(dissenting).
I respectfully dissent. I disagree with the majority’s conclusion that the language in the approximately 60 collective bargaining agreements (CBAs) between the City of Duluth and its employees is unambiguous. There is more than one reasonable interpretation of the CBAs at issue. Therefore, I would conclude the CBAs are ambiguous and would reverse the district court’s decision to grant the City’s summary judgment motion and remand to the district court for a determination of the CBAs’ meaning.

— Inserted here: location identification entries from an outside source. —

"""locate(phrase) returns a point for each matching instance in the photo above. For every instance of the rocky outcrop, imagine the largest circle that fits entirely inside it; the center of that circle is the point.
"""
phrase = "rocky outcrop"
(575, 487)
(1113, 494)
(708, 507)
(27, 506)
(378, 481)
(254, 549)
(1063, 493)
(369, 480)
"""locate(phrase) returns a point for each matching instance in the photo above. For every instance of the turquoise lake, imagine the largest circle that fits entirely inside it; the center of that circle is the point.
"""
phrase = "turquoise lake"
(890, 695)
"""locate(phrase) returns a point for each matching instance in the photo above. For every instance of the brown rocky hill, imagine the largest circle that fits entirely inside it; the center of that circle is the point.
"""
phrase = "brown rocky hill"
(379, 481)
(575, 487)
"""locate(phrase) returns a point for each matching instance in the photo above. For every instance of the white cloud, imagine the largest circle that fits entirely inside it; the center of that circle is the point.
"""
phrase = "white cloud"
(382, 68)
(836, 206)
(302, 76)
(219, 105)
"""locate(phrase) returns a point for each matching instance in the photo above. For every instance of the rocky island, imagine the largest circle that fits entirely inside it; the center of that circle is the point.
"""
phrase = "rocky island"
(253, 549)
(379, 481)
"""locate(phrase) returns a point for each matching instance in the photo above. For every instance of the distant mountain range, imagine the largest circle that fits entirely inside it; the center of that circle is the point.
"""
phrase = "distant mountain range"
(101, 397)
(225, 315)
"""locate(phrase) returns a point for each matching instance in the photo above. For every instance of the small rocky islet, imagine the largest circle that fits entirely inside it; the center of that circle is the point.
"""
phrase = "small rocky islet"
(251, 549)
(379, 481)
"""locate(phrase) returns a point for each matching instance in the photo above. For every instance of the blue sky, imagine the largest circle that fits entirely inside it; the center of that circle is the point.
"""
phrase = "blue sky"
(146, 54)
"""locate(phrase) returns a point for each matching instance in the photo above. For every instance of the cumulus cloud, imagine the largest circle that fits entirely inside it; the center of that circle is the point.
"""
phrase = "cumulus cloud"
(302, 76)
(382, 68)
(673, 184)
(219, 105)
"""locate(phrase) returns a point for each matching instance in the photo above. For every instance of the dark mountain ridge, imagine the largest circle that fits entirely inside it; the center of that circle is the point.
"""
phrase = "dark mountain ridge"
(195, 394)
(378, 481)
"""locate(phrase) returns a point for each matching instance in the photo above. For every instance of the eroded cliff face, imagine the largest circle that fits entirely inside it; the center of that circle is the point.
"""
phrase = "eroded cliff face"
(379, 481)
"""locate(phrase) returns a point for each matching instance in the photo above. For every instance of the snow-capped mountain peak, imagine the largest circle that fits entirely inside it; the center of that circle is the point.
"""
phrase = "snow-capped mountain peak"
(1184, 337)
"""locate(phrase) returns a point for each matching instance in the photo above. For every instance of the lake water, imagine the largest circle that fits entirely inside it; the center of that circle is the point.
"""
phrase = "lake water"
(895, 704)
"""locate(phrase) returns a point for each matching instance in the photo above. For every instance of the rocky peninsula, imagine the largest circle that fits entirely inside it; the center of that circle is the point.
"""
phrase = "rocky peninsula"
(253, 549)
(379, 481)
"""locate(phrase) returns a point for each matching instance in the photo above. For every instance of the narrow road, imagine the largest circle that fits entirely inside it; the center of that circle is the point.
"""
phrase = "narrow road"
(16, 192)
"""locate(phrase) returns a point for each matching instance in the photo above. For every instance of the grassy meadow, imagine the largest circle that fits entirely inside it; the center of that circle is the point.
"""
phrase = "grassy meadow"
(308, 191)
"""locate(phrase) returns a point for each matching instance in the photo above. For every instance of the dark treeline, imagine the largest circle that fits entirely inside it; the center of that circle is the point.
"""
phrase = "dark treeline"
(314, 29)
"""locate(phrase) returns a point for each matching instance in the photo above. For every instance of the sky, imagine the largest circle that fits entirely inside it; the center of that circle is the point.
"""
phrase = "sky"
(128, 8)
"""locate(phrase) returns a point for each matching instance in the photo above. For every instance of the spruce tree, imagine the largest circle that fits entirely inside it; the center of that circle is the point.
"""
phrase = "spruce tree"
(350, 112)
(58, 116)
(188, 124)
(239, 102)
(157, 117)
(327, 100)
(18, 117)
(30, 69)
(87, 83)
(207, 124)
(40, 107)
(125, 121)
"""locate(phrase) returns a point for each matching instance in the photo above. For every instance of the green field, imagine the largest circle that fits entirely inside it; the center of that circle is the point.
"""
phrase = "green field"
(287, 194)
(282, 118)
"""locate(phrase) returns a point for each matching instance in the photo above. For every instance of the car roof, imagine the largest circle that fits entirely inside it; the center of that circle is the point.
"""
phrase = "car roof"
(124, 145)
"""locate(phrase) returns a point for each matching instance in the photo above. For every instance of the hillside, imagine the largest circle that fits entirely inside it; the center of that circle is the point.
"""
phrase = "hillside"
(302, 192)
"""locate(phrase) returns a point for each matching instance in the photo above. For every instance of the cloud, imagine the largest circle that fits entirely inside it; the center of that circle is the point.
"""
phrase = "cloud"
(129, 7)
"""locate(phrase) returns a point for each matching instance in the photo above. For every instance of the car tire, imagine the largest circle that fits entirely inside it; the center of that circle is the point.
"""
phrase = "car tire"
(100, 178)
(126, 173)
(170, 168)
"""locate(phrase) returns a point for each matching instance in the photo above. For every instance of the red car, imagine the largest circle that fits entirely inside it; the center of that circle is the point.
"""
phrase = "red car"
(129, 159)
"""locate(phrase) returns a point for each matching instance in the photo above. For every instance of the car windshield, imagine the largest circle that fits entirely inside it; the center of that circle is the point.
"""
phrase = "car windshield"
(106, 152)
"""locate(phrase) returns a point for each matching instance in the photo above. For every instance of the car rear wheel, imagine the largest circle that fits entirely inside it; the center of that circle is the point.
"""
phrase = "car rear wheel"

Before I get into the reasons why I disagree with the majority’s analysis, it is important to describe what this case is about. This case is about the interpretation of contracts, more particularly, the interpretation of approximately 60 CBAs entered into between the City and its employees following arms-length negotiations. This case is not about a change of statutes or ordinances, nor is it about one party— i.e., the City — being in default on its obligations. This is simply a case about contract interpretation.
It is also important to understand the procedural posture of this case. It comes to us following the district court’s grant of the City’s summary judgment motion. The City, in its motion, asserted that there are no facts in dispute and there is no *801ambiguity with respect to any of the approximately 60 CBAs. The district court agreed with these assertions. I disagree. The bottom line for me in this case is that after reviewing the approximately 60 CBAs between the City and its employees, I conclude that there are factual matters in dispute which need a further hearing at the district court in order to resolve the ambiguities in the CBAs.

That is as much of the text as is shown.